Inflating the endotracheal cuff at the correct pressure is the main precaution in preventing complications such as tracheal stenosis. Cuff manometers are manual or automatic devices that measure pressure in endotracheal tube (ETT) or laryngeal mask airway (LMA) cuffs, and some may operate to maintain pressure at a certain level for extended periods of time. However, it is not always possible to understand that the endotracheal cuff is inflated at the correct pressure due to operating room insufficiencies. Not every operating room has a cuff manometer, and various manual techniques are used by anesthesiologists to inflate the endotracheal cuff without a cuff manometer. One of these techniques is the palpation technique applied by experienced anesthesiologists. However, this technique is known to have a high rate of errors. It has been shown that professional experience does not contribute to achieving the correct cuff pressure without pressure monitoring. Another technique is the "loss of resistance syringe technique". It aims to equalize the endotracheal cuff pressure to the tracheal lateral wall pressure by releasing the syringe piston after inflating the endotracheal cuff with a loss of resistance syringe, allowing the air pressure inside the cuff to push the syringe piston passively. This technique has been used previously in adult patients and has been proposed as an economical and easily accessible method for inflating the endotracheal cuff. There is no study in the literature on the use of this technique in pediatric patients.

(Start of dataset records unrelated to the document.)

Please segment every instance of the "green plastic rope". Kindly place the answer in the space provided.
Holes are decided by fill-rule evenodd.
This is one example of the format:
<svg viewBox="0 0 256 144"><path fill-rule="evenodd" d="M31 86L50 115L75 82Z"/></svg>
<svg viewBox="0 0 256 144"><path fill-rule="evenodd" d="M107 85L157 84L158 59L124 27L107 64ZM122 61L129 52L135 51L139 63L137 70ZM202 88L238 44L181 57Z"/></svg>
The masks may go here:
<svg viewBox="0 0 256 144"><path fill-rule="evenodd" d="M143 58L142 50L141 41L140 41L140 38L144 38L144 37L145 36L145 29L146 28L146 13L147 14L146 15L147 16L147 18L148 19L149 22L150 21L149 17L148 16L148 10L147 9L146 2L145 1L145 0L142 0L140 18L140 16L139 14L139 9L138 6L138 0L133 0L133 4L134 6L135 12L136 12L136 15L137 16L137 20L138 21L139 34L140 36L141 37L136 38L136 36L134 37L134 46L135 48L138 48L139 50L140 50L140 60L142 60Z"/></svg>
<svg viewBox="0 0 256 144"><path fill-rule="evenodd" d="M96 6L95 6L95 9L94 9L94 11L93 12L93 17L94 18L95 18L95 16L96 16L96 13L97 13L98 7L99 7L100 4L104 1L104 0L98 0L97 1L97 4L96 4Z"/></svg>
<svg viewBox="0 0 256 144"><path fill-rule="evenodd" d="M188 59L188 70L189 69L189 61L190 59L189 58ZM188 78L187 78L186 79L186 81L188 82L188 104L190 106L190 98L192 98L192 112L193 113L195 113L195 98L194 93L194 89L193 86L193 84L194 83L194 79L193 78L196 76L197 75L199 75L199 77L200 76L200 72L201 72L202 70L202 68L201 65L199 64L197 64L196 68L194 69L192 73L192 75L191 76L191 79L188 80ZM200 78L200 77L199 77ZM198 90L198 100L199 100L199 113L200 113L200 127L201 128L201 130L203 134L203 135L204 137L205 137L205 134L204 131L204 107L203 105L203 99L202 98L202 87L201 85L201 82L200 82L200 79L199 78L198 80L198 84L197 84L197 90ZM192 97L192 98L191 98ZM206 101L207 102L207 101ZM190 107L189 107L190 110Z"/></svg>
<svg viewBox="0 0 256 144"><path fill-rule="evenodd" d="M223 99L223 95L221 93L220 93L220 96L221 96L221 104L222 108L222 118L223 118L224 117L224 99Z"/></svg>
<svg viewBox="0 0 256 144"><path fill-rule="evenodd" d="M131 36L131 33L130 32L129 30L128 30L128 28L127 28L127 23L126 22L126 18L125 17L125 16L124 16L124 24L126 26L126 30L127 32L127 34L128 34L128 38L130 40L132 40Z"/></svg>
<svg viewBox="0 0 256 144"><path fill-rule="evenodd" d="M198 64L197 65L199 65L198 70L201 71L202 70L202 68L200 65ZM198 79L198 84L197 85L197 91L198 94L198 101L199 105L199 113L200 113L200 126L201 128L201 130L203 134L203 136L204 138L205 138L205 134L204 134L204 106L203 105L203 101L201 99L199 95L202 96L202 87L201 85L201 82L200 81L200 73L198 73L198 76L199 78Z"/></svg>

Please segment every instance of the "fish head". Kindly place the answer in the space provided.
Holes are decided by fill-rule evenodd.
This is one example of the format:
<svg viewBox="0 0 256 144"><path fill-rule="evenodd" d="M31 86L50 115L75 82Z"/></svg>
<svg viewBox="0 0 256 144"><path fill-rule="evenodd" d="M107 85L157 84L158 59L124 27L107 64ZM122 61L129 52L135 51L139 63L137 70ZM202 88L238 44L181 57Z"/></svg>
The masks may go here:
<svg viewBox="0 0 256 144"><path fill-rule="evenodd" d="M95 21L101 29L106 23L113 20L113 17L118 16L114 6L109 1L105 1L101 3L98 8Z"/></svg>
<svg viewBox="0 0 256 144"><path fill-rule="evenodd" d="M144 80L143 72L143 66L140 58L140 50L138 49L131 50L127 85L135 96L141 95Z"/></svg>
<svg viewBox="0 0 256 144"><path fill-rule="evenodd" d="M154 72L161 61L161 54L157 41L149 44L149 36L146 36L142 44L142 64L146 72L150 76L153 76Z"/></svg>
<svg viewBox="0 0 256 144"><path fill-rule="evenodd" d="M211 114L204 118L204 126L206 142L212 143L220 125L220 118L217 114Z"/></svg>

In this study, investigators aimed to find out whether the resistance loss syringe technique is useful when adjusting the endotracheal cuff pressure in pediatric patients. Secondary aim of the study is to evaluate the measurements of two different manometers and to determine the margin of safety between the two manometers.

Benefit from research; the aim is to facilitate the inflation of the endotracheal cuffs of pediatric patients intubated under general anesthesia at the correct pressure and to prevent possible complications. The study does not have any risks other than possible general anesthesia risks.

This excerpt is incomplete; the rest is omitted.